January 31 2015 Latest news:
Wednesday, January 22, 2014
The mental health trust for Norfolk and Suffolk could face financial penalties if it does not address performance issues, commissioners warned yesterday.
Officials from North Norfolk Clinical Commissioning Group (CCG) said they had major concerns about the speed of response to urgent referrals following a shake-up of services by Norfolk and Suffolk NHS Foundation Trust (NSFT).
Commissioners pledged to work with the mental health trust to improve the performance of its Access and Assessment team after being lobbied by campaigners over concerns about the redesign of services at the NHS trust. Members of the CCG governing body added that patients being sent outside of Norfolk and Suffolk for an inpatient bed was “unacceptable”.
Members of the Campaign to Save Mental Health Services in Norfolk and Suffolk lobbied the CCG meeting in Aylsham and accused the commissioners of not doing enough.

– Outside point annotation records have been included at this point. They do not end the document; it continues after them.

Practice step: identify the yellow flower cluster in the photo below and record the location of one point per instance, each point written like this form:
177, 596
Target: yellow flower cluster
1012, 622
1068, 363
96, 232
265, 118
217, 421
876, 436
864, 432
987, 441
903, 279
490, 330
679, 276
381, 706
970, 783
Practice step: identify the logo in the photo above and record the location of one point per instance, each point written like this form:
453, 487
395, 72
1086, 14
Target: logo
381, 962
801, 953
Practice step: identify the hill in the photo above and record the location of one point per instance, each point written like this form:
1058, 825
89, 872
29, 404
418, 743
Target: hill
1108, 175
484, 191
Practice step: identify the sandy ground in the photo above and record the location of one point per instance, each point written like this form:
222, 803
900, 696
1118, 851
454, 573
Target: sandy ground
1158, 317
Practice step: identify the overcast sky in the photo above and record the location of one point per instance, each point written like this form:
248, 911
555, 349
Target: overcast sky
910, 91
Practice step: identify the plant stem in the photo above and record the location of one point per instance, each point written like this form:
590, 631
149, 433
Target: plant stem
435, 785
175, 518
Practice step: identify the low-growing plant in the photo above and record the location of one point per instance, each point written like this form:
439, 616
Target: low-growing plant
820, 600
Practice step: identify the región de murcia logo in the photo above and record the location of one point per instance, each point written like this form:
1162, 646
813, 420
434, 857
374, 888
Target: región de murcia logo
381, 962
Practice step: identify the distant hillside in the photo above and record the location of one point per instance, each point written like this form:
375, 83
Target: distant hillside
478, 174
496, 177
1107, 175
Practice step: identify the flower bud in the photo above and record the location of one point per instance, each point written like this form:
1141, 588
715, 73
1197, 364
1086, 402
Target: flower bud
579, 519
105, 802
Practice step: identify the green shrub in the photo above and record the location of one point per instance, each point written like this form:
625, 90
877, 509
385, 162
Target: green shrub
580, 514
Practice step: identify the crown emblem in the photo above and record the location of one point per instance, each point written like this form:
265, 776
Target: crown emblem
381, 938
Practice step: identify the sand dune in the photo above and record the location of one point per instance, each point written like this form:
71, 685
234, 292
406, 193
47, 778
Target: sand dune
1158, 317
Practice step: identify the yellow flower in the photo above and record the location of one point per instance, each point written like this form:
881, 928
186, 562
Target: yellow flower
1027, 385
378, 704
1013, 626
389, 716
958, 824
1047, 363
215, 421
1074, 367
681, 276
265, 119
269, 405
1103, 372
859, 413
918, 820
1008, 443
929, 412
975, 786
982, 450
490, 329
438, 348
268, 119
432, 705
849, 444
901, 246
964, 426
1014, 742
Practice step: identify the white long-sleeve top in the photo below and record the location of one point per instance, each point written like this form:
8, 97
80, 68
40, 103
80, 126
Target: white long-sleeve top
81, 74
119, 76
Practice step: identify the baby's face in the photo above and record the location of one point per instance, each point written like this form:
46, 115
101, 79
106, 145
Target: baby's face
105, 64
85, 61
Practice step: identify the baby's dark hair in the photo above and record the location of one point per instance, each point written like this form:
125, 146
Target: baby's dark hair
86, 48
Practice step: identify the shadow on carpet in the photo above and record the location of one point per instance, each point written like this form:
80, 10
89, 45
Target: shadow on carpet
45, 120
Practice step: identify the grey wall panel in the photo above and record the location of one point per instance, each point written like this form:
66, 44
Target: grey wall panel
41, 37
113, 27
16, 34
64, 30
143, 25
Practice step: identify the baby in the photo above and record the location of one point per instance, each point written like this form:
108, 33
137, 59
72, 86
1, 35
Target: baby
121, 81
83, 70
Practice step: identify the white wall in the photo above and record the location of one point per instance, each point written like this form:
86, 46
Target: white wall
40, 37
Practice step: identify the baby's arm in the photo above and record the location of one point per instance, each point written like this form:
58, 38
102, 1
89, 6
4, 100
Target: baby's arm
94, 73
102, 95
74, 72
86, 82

Terry Skyrme, mental health worker and campaigner, asked the commissioners whether they were aware 13 pre-discharge beds at Hellesdon Hospital were about to close.
“Have you been aware of the bed crisis for the last two years? The crisis is much, much worse with patients being sent to Harrogate, Brighton, Dorking and Weston-super-mare. It is lucky if you are a patient in North Norfolk to end up in Bury St Edmunds,” he said.
The meeting heard that a contract query notice was issued against NSFT in November, which had been raised to a first exception report, calling for the mental health trust to put a timetable in place to deliver improvements within the Access and Assessment team. Concerns have been raised that the NHS trust is not meeting its emergency four hour and urgent 72 hour referral targets.
Mark Taylor, chief officer of the North Norfolk CCG, added that there were “levers” available to commissioners to force the organisation to improve.
“We can force them to provide information to us and we can take action including withdrawing money. We will intervene when things are not being delivered when we need them to be,” he said.
The number of patients being sent outside of the two counties represents five to seven percent of total admissions.